OBJECTIVE: The aim of the study was to investigate the effectivity and safety of totally endoscopic cardiac surgery without robotic assistance for atrial septal defect (ASD) closure on beating hearts.

METHODS: Twenty-five patients (adults/children: 15/10) underwent ASD closure using nonrobotically assisted totally endoscopic approach on beating heart. Three 5-mm trocars and one 12-mm trocar were used, only the superior vena cava is snared, filling the pleural and pericardial cavities with CO2, and the heart was beating during the surgery. Twenty-three patients had isolated secundum ASD (2 of which had severe tricuspid regurgitation) and two patients had ASD combined with partial anomalous pulmonary venous connection. All ASDs were closed using artificial patch, continuous suture; tricuspid regurgitations were repaired and the anomalous pulmonary veins were drained to the left atrium.

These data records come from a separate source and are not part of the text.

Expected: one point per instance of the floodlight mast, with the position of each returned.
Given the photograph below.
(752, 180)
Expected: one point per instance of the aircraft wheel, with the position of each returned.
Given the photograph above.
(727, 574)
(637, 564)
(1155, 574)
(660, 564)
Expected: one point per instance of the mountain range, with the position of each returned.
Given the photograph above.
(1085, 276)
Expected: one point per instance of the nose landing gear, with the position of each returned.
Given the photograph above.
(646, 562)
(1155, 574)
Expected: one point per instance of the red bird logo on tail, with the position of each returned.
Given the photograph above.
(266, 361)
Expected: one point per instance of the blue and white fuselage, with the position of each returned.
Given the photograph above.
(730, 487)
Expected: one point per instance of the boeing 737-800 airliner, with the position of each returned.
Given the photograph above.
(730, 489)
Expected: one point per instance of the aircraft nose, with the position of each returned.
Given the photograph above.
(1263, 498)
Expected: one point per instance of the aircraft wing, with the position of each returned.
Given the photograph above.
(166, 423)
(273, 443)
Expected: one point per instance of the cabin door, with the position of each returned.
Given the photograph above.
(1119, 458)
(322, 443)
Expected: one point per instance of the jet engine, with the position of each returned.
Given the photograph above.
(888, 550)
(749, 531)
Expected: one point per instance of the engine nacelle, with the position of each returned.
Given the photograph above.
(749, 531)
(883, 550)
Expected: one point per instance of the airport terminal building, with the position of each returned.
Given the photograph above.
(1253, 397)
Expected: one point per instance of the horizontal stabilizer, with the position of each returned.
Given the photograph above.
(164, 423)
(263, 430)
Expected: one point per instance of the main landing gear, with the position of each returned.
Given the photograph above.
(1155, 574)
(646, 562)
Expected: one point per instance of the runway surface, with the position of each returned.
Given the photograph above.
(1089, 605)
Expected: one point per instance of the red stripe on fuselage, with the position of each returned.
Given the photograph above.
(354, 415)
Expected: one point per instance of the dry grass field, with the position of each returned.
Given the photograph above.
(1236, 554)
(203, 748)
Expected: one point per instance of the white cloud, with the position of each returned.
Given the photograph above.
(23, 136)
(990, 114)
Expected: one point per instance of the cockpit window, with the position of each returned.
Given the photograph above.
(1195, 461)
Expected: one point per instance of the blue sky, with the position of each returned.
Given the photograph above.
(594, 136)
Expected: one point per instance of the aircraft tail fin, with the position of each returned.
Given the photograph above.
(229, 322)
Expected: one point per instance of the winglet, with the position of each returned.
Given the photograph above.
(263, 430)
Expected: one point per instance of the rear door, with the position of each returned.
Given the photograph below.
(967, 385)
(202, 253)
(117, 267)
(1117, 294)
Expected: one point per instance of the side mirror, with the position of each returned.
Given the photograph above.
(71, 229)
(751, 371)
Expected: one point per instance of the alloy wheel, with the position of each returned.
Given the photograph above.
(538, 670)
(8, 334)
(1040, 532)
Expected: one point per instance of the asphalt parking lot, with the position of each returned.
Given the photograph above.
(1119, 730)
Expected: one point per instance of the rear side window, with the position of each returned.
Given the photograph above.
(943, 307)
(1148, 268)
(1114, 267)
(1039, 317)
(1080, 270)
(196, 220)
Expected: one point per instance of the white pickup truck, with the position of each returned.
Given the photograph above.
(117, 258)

RESULTS: No postoperative complications or deaths occurred. Mean ± SD operation time and mean cardiopulmonary bypass time were 267.2 ± 44.6 and 156.1 ± 33.6 min, respectively. These patients were extubated within the first 5 hours, and the volume of blood drainage on the first day was less than 80 mL. Four days after surgery, patients did not need analgesics and were able to return to normal activities 1 week postoperatively.

CONCLUSIONS: Totally endoscopic operation for ASD closure on beating heart is safe, with short recovery period, and surgical scars are of high cosmetic value, especially in a woman and girl.